Observers: Chris Howard
Email: choward@telis.org
Remote Name: 209.209.67.190
Date: 12/04/02
Time: 06:44 PM
Today, 4 Dec, at lunch there was a Bell's Vireo at the Dixon Green Gate Cottonwoods. Any vireo in December is outstanding, but an endangered Bell's Vireo is exceptional. The Heindel Inyo graphs show no records past 22 Sept (from where they breed in very small numbers in southeast Inyo near Tecopa). It's been over 100 years since Bell's Vireo bred in the Owens Valley....they were a "tolerably common" summer resident here in the late 1800's.

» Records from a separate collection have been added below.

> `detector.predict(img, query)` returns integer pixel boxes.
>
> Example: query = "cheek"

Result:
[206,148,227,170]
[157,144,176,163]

The first thing that caught my eye on this bird was its long tail which it wagged back and forth and held cocked up like a gnatcatcher. It was mostly gray above with only one distinctive white wingbar (lower wingbar). The upper wingbar was faint and occasionally non-apparent. Below, it was uniformly pale, almost off-white. The face and throat were pale gray to off-white, nowhere near the darkness of Gray Vireo. It had a simple face pattern with a split narrow white eye-ring, similar to Warbling Vireo, but much less distinctive. The bill was thick and stubby. It was about the size of nearby Yellow-rumped Warblers, but much different proportions (long, cocked tail and slimmer). It moved much more slowly and deliberately than the nearby Yellow-rumps and Ruby-crowned Kinglets. I watched if for 10 minutes, then despite 2 hours of searching by Tom Heindel and Debby Parker it was not refound.